So the "fractality" alone does not suffice; we need also an explanation for the question why the the set of positive numbers needs only one root and not -for instance- three as in the $3x-1$ problem.

As has been noted in the comments, this is called the $2$-adic valuation of $n$ and is noted as $v_2(n)$. In particular, if we take some $n<2^k$ we can notice the identity: $$v_2(n)=v_2(2^k-n)=v_2(2n)-1$$ which basically tells us that the function, in the interval $(0,2^{k+1})$ is composed of two copies of itself scaled by half on the $x$-axis and translated $1$ down (one of the copies gets reflected according to the above identity, but the reflection is along a symmetry of the function). Along with the fact that $v_2(2^k)=k$ this defines the function, as well as explains its fractal nature.

Something which you've not noted, but which is also true, is that if we consider the map $$f(x)=\begin{cases}\frac{3x+1}2&&\text{if }x \text{ is odd}\\ \frac{x}2 &&\text{if }x \text{ is even}\end{cases}$$ which is often how the Collatz conjecture is expressed*, then we can get sequences of odd numbers. In fact, noting that $$\frac{3x+1}2=\frac{3}2(x-1)+1$$ we find that iterating that function $n$ times starting from $x$ gives $\left(\frac{3}2\right)^n(x-1)+1$ so the number of times we hit odd numbers is $v_2(x-1)$ under this definition.

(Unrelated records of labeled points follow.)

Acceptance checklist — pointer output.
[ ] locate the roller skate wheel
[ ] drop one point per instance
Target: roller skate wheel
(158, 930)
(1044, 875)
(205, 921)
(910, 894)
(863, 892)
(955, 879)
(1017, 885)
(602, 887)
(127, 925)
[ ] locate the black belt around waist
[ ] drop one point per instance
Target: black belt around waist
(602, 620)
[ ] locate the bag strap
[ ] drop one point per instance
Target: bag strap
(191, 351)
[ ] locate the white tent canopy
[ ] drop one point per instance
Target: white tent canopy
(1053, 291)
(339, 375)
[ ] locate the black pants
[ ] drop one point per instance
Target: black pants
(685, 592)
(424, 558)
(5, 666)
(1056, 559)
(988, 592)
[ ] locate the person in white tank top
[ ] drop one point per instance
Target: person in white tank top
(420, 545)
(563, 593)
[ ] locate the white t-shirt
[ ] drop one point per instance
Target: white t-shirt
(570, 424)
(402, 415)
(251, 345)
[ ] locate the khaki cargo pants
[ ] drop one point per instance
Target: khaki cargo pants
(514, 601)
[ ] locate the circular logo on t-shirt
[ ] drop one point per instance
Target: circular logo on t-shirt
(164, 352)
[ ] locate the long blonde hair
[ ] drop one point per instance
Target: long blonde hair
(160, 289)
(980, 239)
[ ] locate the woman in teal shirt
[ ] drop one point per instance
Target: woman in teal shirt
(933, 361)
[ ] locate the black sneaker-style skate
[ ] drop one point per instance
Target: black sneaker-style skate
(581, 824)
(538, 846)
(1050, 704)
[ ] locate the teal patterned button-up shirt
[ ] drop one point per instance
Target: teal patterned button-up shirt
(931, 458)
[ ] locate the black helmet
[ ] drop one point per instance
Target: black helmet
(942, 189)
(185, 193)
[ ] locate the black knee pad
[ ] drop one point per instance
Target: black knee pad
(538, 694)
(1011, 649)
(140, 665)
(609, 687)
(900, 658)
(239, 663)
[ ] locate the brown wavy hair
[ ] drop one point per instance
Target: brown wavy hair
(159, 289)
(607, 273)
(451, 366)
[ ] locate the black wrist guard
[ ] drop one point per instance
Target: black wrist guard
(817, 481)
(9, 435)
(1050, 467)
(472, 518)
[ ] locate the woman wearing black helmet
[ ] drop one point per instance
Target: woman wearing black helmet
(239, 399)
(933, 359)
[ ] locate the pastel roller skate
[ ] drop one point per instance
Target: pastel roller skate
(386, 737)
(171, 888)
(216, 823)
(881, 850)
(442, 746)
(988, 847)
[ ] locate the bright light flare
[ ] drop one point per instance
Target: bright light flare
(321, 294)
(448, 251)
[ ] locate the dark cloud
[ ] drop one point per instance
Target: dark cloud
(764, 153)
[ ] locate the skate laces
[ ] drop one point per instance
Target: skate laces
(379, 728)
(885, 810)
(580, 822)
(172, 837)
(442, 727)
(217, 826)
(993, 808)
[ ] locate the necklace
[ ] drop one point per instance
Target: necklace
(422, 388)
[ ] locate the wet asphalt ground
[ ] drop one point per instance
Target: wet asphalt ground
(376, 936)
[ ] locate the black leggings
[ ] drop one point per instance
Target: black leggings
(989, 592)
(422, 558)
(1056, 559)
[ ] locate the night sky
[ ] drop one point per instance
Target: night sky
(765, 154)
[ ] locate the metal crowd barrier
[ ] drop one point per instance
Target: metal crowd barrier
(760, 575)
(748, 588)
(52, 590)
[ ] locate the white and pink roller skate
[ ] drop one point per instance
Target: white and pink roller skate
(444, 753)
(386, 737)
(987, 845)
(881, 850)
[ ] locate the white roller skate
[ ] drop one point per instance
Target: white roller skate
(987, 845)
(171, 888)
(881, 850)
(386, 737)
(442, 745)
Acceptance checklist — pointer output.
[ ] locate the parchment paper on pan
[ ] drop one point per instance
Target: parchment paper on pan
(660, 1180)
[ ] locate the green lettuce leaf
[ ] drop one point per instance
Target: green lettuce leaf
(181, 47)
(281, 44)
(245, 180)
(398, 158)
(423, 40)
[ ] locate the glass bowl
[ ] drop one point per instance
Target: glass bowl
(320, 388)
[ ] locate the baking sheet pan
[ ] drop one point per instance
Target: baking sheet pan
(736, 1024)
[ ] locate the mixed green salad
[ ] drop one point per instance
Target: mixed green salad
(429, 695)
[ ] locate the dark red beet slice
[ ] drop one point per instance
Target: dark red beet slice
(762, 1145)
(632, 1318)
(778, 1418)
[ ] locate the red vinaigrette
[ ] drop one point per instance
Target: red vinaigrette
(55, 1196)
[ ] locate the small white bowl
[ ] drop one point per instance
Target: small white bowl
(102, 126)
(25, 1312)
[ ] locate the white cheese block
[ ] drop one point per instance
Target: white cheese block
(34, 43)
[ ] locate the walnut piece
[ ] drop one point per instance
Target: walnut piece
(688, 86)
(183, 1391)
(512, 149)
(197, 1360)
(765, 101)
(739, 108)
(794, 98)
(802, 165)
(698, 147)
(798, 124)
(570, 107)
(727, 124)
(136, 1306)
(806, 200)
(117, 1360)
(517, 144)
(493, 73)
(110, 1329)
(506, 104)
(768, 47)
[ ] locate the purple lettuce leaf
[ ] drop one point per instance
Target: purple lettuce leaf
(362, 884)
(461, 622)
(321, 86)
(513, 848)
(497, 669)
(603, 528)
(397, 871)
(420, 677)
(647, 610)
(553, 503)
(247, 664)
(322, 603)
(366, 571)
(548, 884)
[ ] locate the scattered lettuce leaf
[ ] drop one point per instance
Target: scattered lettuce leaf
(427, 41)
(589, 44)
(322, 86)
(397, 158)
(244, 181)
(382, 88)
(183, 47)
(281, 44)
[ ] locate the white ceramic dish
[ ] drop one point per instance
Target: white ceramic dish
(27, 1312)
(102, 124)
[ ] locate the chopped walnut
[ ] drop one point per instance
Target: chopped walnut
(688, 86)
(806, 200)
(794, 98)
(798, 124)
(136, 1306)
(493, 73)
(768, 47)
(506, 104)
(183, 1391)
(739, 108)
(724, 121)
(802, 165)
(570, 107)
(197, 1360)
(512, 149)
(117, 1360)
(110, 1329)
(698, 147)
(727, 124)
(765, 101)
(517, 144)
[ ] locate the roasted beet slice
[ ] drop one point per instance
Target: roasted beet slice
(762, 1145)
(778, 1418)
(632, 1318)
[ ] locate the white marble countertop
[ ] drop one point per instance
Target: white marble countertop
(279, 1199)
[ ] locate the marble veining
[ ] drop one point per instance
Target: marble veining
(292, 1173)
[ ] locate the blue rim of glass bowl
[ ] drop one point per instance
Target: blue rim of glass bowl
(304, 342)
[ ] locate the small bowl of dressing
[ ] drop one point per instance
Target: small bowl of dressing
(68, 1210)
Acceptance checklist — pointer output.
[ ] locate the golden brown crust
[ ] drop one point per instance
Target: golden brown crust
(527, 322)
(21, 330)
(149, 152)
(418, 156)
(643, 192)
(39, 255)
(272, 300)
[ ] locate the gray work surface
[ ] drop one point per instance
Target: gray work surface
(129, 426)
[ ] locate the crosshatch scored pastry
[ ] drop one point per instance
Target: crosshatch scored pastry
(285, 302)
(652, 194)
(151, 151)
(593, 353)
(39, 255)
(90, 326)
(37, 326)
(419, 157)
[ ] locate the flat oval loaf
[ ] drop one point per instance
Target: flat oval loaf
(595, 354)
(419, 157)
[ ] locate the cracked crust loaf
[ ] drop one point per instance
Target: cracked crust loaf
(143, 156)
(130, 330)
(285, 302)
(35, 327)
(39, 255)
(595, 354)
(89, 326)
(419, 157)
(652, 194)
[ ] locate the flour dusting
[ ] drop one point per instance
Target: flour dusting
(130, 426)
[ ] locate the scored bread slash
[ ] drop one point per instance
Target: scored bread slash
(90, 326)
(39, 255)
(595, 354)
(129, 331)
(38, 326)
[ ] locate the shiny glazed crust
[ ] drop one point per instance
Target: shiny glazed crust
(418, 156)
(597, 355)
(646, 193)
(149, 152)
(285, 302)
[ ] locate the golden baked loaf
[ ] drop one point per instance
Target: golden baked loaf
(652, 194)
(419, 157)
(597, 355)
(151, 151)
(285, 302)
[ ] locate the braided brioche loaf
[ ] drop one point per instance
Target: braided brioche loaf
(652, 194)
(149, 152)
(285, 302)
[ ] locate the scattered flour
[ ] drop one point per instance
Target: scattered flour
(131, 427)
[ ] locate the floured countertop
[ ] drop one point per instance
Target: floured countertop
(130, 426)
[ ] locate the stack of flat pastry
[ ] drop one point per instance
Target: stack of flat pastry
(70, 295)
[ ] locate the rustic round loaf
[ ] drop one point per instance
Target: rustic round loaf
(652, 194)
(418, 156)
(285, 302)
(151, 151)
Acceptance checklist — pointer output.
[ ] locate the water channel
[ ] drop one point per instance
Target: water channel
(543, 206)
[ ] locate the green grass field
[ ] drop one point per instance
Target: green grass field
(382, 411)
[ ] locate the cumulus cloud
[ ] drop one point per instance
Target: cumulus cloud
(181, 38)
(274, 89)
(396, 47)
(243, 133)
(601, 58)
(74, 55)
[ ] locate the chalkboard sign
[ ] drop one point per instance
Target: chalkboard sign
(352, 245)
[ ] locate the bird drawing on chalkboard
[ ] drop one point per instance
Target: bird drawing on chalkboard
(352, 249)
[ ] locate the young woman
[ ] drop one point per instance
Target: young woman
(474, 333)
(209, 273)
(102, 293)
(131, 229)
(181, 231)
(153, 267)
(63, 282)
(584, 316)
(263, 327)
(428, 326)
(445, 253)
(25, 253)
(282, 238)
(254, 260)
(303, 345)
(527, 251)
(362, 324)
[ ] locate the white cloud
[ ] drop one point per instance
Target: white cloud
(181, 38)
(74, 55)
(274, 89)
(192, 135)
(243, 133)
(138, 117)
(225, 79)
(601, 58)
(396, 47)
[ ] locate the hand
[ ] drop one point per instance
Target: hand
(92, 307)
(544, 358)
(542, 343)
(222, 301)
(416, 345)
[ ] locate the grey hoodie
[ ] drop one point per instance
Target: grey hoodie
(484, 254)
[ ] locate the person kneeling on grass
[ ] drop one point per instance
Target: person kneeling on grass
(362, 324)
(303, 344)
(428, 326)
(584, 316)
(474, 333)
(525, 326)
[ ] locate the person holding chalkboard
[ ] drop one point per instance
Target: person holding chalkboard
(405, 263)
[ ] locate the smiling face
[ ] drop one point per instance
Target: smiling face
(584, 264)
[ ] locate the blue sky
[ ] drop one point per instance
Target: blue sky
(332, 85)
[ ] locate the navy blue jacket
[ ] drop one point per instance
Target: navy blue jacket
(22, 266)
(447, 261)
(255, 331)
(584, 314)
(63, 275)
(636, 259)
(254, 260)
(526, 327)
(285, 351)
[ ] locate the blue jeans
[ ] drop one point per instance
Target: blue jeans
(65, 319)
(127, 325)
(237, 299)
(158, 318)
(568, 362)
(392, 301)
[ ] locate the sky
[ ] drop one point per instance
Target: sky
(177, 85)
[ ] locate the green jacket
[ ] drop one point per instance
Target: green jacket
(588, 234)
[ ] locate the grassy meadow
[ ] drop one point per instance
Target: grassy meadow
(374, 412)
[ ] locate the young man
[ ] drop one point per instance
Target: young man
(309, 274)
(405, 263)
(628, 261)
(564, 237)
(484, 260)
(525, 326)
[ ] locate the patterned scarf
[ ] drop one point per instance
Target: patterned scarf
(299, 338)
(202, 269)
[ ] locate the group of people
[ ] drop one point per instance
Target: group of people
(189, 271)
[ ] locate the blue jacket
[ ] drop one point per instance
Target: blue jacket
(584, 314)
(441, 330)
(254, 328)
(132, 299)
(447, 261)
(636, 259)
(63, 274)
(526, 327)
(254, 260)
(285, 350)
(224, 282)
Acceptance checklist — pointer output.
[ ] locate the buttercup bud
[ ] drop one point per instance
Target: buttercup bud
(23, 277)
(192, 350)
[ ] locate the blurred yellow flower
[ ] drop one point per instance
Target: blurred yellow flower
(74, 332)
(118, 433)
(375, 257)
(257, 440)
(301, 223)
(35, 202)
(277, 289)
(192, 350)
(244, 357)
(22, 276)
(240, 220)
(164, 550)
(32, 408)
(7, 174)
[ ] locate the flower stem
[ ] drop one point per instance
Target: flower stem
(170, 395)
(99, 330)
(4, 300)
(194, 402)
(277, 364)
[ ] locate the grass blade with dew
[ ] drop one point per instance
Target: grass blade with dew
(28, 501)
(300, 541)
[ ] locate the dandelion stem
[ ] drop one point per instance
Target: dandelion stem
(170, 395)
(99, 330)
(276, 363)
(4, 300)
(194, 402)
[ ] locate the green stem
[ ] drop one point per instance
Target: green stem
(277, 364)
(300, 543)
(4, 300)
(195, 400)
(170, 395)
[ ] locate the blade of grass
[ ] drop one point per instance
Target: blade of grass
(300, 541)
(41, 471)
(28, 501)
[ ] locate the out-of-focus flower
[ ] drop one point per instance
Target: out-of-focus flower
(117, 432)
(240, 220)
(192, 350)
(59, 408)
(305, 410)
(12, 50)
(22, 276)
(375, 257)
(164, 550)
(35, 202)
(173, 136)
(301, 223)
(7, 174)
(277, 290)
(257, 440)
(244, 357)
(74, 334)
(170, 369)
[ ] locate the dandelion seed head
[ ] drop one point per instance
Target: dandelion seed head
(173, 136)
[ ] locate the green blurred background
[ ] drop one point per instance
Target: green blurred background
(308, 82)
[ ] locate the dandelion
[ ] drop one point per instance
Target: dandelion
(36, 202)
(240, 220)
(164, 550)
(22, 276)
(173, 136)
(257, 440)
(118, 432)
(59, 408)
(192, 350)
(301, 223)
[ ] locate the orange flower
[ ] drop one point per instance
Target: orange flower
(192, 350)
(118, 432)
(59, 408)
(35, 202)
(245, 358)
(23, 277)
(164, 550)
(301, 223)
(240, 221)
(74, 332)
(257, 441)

It should be noted that using both "shortcuts" to define: $$\hat f(x)=\begin{cases}\left(\frac{3}2\right)^{v_2(x-1)}(x-1)+1&&\text{if }x \text{ is odd}\\\frac{x}{2^{v_2(x)}}&&\text{if }x\text{ is even}\end{cases}$$ then it is a result of Simon and De Weger that this map has no cycles of length $2\times 68$ or less (over the positive integers).

I would suggest that the appearance of the 2-adic valuation does not suggest a fractal nature to the problem itself except than to express the fact that the problem relates, somehow to factoring, where such structures naturally arise. Really, what may worry us is the appearance of both $v_2(x)$ and $v_2(x-1)$. This suggests that we care about the factorization both of $x$ and $x-1$ (but the relationship of these factorizations is not well understood). It also suggests a sensitivity to initial conditions - under the first $f$ I gave, we see that if $n$ will be halved many times before hitting an odd number, then $n+1$ will be increased many times before hitting an even number - so the best and worst cases are right next to each other.

(*A prime reason why this is a favored expression is that if we choose some $k$ and some sequence of parities (even/odd), then the portion of positive numbers $n$ such that $n,\,f(n),f^2(n),\,\ldots,\,f^{k-1}(n)$ matches that sequence of parities is asymptotically $\frac{1}{2^n}$. In particular, we can thus imagine that we randomly choose to multiply by $\frac{3}2$ or $\frac{1}2$ at each step - which would tell $f$ should be making things smaller when applied many times.)

I don't know if this answers your question, but it sure is fascinating. The Collatz function has been analytically extended to the complex numbers, and the plot of which points on the complex plane converge and which don't after successive iterations of the extended function (the same technique was famously used on the Mandelbrot set) forms a fractal, and a particularly beautiful one at that. Here are some pictures from the fractal made from the "shortcut" function pointed out by Milo Brandt, which is defined as

$$f(x)=\begin{cases}\frac{3x+1}2&&\text{if }x \text{ is odd}\\ \frac{x}2 &&\text{if }x \text{ is even}\end{cases}$$

extended to the complex numbers as

$$ f(z) = \frac{1}{4} (1 + 4z - (1 + 2z) cos (\pi z)) $$

Centered at the origin with a radius of 3:

Centered at 5+0i with a radius of 5:

An excellent description of how the function was extended can be found here: http://yozh.org/2012/01/12/the_collatz_fractal/ .

As a side note, there's a substantial cluster of convergent points around $e+0i$. I have no idea why.